Brandbare stoffen moeten op verschillende manieren en met verschillende blusstoffen worden geblust. Het is dus belangrijk om van te voren te bepalen welke risico’s aan bepaalde brandbare stoffen verbonden zijn en op welke manier en met welke blusmiddelen er geblust moet worden. Vooral bij bedrijven met chemische processen moeten de risico’s in het bedrijfsrisico- & evaluatieplan worden opgenomen.
Blusmiddelen zijn in te delen in drie categoriën:

  • Natte blusstoffen
  • Droge blusstoffen
  • Gasvormige blusstoffen
Natte blusstoffen
Water: Water heeft een sterk koelende werking en bij verdamping verdrijft het zuurstof.

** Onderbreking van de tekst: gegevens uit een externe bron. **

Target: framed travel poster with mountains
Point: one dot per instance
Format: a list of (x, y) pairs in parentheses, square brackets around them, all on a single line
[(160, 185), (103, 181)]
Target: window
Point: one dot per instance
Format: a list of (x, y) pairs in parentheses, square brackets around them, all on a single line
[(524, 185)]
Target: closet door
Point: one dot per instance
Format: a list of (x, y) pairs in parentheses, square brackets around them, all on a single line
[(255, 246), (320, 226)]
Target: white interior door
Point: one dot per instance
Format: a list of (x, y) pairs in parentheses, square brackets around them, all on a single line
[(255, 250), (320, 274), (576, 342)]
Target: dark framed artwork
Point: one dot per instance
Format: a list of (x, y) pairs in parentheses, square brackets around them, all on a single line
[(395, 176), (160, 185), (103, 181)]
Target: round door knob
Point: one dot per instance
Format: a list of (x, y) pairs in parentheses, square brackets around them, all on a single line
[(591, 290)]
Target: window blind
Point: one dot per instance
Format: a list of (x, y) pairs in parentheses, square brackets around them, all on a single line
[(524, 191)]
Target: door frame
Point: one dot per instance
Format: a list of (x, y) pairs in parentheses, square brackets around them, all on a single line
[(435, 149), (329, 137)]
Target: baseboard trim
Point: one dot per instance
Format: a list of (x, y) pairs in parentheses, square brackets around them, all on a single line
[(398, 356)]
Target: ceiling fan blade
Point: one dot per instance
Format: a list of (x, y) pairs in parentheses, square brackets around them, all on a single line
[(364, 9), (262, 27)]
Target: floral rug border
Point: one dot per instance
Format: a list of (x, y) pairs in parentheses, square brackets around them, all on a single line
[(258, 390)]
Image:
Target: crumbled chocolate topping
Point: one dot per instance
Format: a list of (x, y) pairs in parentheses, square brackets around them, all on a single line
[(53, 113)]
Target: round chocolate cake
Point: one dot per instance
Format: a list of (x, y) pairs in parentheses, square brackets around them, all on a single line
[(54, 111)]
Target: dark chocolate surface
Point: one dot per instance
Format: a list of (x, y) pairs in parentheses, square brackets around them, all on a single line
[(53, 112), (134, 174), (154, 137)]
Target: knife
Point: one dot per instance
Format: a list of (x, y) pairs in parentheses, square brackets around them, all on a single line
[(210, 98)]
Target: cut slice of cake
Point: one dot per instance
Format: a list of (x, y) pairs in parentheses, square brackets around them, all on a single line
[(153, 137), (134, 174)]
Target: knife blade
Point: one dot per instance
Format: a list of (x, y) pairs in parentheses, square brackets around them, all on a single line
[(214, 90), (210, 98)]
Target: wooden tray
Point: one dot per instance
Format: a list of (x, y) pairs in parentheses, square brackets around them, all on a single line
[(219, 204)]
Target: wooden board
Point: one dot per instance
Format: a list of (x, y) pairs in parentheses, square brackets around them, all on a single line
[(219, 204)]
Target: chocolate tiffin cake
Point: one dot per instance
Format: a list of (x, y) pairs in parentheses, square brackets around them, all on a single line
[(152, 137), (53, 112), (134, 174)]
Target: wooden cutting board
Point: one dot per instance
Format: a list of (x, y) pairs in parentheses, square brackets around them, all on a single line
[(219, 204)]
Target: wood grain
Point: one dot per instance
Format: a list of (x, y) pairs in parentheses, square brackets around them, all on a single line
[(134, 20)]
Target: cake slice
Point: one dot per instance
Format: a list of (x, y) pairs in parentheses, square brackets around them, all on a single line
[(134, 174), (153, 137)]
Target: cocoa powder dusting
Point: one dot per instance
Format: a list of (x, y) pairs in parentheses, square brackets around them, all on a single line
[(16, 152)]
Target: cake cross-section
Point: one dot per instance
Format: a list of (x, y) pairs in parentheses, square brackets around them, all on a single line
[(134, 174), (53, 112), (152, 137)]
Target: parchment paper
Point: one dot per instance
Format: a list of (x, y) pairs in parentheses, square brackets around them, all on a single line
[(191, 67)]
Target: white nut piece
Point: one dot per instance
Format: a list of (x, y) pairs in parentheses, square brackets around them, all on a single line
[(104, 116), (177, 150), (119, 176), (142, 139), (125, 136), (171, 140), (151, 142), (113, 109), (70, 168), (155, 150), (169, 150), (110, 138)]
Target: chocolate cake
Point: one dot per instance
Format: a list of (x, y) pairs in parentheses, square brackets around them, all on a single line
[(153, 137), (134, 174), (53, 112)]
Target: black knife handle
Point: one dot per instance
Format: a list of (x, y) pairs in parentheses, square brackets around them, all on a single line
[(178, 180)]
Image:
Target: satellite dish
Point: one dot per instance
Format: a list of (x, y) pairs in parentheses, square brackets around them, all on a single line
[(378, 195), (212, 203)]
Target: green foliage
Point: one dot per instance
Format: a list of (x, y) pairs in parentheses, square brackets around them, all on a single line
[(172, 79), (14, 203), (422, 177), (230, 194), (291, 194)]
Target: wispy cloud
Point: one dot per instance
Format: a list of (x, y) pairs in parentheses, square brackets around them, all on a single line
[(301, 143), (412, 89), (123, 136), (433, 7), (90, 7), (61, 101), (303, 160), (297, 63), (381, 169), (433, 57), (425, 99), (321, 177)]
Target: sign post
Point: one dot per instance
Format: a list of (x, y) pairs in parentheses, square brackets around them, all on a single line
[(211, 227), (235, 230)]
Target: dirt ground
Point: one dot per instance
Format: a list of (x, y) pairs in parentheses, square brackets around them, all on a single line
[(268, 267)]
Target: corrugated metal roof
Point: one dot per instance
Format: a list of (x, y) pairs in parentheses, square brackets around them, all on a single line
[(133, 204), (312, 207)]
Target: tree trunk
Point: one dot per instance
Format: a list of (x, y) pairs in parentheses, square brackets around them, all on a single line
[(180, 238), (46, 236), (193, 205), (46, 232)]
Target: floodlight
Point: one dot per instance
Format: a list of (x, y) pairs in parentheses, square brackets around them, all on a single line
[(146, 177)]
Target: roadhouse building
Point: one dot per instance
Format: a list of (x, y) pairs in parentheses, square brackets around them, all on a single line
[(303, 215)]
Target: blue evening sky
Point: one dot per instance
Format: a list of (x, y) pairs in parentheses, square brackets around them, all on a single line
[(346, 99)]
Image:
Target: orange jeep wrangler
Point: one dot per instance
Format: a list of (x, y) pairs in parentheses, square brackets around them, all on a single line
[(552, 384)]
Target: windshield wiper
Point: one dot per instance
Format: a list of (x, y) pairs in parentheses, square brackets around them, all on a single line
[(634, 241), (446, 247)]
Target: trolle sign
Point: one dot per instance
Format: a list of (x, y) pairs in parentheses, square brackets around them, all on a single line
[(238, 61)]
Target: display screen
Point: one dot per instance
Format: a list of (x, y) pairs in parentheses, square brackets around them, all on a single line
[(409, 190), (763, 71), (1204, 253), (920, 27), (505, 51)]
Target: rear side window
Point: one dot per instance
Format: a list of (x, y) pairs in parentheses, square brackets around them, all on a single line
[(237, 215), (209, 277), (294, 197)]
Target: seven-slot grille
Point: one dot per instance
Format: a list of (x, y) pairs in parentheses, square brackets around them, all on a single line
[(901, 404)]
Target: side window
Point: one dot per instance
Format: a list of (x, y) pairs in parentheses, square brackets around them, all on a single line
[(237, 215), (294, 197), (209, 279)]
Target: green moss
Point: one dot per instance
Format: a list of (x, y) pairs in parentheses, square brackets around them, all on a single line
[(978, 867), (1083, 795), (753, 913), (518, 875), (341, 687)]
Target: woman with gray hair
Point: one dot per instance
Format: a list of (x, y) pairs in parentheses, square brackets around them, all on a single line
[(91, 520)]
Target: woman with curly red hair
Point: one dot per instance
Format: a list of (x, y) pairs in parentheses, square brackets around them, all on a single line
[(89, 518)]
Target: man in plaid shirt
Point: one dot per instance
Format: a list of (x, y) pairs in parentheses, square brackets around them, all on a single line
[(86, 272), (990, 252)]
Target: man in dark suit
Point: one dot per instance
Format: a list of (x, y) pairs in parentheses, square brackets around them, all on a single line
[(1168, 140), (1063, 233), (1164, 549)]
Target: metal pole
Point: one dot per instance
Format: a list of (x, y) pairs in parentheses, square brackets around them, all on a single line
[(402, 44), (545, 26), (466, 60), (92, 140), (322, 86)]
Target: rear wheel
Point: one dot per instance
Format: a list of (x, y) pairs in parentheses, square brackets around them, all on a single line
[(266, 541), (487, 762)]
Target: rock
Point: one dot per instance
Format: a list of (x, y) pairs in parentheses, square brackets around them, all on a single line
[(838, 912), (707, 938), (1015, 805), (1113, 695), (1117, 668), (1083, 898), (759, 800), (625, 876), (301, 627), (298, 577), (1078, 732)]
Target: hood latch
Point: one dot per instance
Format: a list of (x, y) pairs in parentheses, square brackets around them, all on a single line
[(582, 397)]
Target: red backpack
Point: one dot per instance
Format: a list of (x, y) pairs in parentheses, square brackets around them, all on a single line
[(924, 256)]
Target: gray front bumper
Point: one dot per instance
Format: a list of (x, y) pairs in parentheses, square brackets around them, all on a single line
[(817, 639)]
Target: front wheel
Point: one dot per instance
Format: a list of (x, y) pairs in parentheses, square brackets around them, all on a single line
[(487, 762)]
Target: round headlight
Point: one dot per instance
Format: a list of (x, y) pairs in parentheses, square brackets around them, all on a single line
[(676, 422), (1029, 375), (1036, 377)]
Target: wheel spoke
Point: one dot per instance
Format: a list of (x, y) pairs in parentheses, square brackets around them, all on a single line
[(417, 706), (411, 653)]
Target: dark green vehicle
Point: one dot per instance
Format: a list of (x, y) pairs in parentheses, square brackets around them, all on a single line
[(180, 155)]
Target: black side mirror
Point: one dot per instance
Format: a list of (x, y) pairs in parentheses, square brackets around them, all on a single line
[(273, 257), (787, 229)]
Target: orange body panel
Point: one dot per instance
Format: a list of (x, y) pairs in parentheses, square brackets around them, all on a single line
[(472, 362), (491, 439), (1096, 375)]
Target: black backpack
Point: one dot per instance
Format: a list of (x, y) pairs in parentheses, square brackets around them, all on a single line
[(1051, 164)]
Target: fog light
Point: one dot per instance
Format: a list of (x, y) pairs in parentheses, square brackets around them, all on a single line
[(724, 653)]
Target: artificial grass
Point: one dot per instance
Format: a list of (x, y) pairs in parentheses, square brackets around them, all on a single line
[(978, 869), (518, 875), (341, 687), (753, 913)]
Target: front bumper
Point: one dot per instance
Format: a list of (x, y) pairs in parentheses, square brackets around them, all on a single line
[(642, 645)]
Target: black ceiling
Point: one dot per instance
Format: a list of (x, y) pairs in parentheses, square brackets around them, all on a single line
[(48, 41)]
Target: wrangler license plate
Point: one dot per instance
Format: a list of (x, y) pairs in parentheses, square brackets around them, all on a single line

Blusschuim: Blusschuim is water met een schuimvormend middel, hierdoor heeft het water een sterk koelende werking en het schuim verhindert het uittreden van brandbare gassen waardoor er geen reactie met zuurstof kan ontstaan.
Droge blusstoffen
Bluspoeder: Bluspoeder blust door de negatief kataliserende werking met een brandbare stof.
Zand: Zand heeft een verstikkende werking. Het nadeel van zand is dat je er veel van nodig hebt om effectief te kunnen blussen
Gasvormige blusstoffen
Kooldioxide: Kooldioxide (CO2) is een blusgas dat de zuurstof verdrijft. Het blusprincipe berust op het doorbreken van de branddriehoek, het wegnemen van de zuurstof. Zodra het CO2 – via de expansiekoker – het blustoestel verlaat, wordt er koolzuursneeuw gevormd en dit heeft een temperatuur van -79°C. Deze lage temperatuur heeft bijna geen invloed bij het blussen.
Halon: Halon is bij wet verboden vanwege de extreme milieubelasting. Halon is een zeer goed blusmiddel en wordt in bepaalde situaties (vliegvelden-kerosinebrand) toegestaan.